20 Dicembre 2012, di Redazione Wall Street Italia

New York – “La Fiat e’ un’azienda sana e forte”, ma registrera’ nel 2012 in Europa una perdita di 700 milioni di euro.

Lo ha detto l’amministratore delegato del gruppo, Sergio Marchionne, intervenendo allo stabilimento di Melfi, dando l’addio ai “marchi generalisti”.

Nel confermare gli obiettivi del Gruppo Fiat per il 2012, il Ceo ha sottolineato che la casa automobilistica torinese chiudera’ l’anno con un utile netto di gruppo di 1,2 miliardi di euro.

L’obiettivo del piano industriale e’ il raggiungimento del pareggio di bilancio in Europa nell’arco di 3-4 anni. Un utile della gestione ordinaria di circa 3,8 miliardi e un utile netto di 1,2 miliardi.

“In 3-4 anni raggiungeremo il pareggio delle attivita’ in Italia e in Europa”, ha detto, precisando: “Il nostro e’ un piano coraggioso, non per deboli di cuore. L’evento di oggi, qui a Melfi, e’ il primo passo concreto. E’ stata una decisione non facile e non scontata in un mercato in caduta libera”.

Il manager di origini svizzero canadesi ha annunciato anche la fabbricazione di tre nuovi modelli a Melfi e in generale di 17 nuove vetture realizzate negli impianti sparsi per tutta Italia.

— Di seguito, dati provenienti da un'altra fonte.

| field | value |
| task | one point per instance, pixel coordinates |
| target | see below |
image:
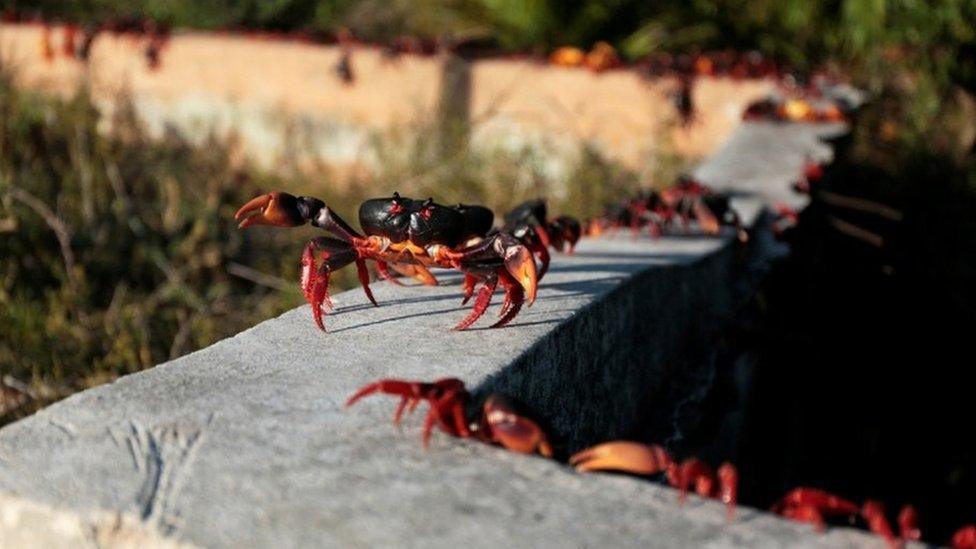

Via alla produzione di due nuovi mini Suv, un a marchio Fiat e uno a marchio Jeep.

La Fiat, inoltre, non chiedera’ aiuti pubblici per gli investimenti che intende effettuare.

“Quello che posso dire a tutti voi è di continuare ad avere fiducia perchè possiamo farcela”. Lo ha detto Marchionne, che ha invitato a “non arrendersi alle difficoltà” nei momenti difficili come quello attuale in cui ci sarà “un mercato dell’auto ancora molto debole per tutto il 2013.

Fiat – ha sottolineato Marchionne – in occasione della presentazione del nuovo piano di sviluppo dello stabilimento Sata di Melfi che produrrà due mini Suv – non intende però tirarsi indietro”.

Quanto all’agenda Monti “mostra coraggio, chiarezza e lungimiranza”. Dallo stabilimento di Fiat di Melfi ha parlato anche il presidente del consiglio Mario Monti. “L’azione del governo è solo all’inizio anche se quella di questo governo è terminata”, ha aggiunto alludendo alla necessità di continuare il processo di riforme avviato. “Penso che sarebbe irresponsabile dissipare i tanti sacrifici che gli italiani si sono assunti”, ha aggiunto. Dai sindacati la polemica, secondo cui il premier starebbe già facendo campagna elettorale.